One day while Chillingworth and Dimmesdale are in the study, they hear the voices of Pearl and Hester coming from outside. Chillingworth asks Dimmesdale if Hester is better off hiding her sin than having confessed it. Dimmesdale replies that she is better off confessing it, but is obviously akward with the question. Chillingworth begins to tell the Minister that he can not fully heal if he doesn't know his problems. Angered, Dimmesdale rushed out of the room. This raises questions to why he was angered and what the Minister is hiding. It really shows the determination Chillingworth has to figure out Dimmesdale. 
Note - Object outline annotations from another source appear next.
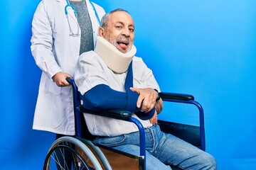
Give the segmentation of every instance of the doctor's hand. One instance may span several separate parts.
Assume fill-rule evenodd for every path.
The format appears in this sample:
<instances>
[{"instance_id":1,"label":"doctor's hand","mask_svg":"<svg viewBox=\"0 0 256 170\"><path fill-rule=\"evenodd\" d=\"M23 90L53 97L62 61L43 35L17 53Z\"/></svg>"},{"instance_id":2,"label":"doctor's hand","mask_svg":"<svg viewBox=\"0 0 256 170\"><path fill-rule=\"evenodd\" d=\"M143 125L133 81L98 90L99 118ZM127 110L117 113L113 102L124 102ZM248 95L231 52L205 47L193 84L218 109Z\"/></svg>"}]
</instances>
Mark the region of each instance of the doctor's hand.
<instances>
[{"instance_id":1,"label":"doctor's hand","mask_svg":"<svg viewBox=\"0 0 256 170\"><path fill-rule=\"evenodd\" d=\"M141 108L142 112L149 112L155 106L157 92L152 88L137 89L130 87L130 90L139 94L137 107Z\"/></svg>"},{"instance_id":2,"label":"doctor's hand","mask_svg":"<svg viewBox=\"0 0 256 170\"><path fill-rule=\"evenodd\" d=\"M155 113L154 113L153 117L149 119L149 122L153 125L156 125L157 124L157 120L158 120L157 112L156 112L156 110L155 110Z\"/></svg>"},{"instance_id":3,"label":"doctor's hand","mask_svg":"<svg viewBox=\"0 0 256 170\"><path fill-rule=\"evenodd\" d=\"M70 74L60 72L56 73L53 79L58 86L69 86L70 84L67 81L67 77L72 77Z\"/></svg>"}]
</instances>

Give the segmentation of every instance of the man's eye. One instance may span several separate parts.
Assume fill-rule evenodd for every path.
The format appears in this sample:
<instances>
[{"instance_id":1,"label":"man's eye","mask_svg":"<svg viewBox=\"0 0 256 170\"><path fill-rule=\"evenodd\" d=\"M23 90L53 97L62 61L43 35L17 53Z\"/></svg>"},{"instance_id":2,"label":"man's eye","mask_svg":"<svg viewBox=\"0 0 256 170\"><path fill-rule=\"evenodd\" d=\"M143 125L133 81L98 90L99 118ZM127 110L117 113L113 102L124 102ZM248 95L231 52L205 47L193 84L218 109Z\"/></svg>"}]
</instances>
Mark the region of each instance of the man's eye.
<instances>
[{"instance_id":1,"label":"man's eye","mask_svg":"<svg viewBox=\"0 0 256 170\"><path fill-rule=\"evenodd\" d=\"M129 31L131 31L131 32L134 32L134 28L129 28Z\"/></svg>"}]
</instances>

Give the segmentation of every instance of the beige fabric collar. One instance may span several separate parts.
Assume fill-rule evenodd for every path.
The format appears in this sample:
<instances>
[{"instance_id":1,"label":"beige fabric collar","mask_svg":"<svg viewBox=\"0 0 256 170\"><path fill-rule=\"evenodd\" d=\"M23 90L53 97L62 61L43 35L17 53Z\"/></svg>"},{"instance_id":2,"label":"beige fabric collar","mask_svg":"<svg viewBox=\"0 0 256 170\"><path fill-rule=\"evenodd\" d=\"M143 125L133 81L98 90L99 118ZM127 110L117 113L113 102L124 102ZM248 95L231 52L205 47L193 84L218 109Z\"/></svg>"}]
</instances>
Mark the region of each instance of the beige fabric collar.
<instances>
[{"instance_id":1,"label":"beige fabric collar","mask_svg":"<svg viewBox=\"0 0 256 170\"><path fill-rule=\"evenodd\" d=\"M114 72L123 73L128 69L137 49L132 45L129 52L122 53L104 38L98 36L94 51Z\"/></svg>"}]
</instances>

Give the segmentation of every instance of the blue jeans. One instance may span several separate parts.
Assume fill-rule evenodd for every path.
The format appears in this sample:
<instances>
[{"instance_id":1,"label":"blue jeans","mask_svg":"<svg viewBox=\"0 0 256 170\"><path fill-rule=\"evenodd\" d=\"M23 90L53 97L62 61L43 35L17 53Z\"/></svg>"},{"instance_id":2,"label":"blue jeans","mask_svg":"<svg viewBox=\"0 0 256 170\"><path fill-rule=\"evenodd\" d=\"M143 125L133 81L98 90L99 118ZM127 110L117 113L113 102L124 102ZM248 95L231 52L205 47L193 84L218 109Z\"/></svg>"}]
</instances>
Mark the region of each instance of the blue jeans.
<instances>
[{"instance_id":1,"label":"blue jeans","mask_svg":"<svg viewBox=\"0 0 256 170\"><path fill-rule=\"evenodd\" d=\"M209 154L172 135L164 133L159 125L145 129L146 170L216 169L215 159ZM139 155L139 132L112 137L100 137L95 142L132 154Z\"/></svg>"}]
</instances>

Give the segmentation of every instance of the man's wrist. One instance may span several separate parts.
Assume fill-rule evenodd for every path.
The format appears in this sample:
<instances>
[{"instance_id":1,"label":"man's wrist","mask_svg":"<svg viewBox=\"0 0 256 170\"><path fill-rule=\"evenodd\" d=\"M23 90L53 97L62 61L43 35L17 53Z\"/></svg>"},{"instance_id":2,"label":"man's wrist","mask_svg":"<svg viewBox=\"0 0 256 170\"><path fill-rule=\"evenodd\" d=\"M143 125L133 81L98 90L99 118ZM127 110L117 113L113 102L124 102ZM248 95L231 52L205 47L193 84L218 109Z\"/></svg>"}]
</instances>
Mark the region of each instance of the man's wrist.
<instances>
[{"instance_id":1,"label":"man's wrist","mask_svg":"<svg viewBox=\"0 0 256 170\"><path fill-rule=\"evenodd\" d=\"M156 89L154 89L154 90L156 91L157 93L157 98L156 98L156 101L159 101L160 99L160 94L158 91L158 90L156 90Z\"/></svg>"}]
</instances>

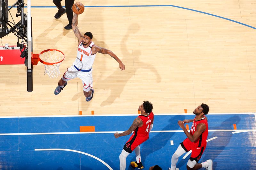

    "No!—not to thee!—not to an earthly physician!” cried Mr. Dimmesdale, passionately, and turning his eyes, full and bright, and with a kind of fierceness, on old Roger Chillingworth. “Not to thee! But, if it be the soul’s disease, then do I commit myself to the one Physician of the soul! He, if it stand with his good pleasure, can cure; or he can kill! Let him do with me as, in his justice and wisdom, he shall see good. But who art thou, that meddlest in this matter?—that dares thrust himself between the sufferer and his God?”-Hawthorne
    This is basically Dimmesdale telling Chillingworth to get out of his business. He conffesses he's a sinner, and the only person that should be in his business is God.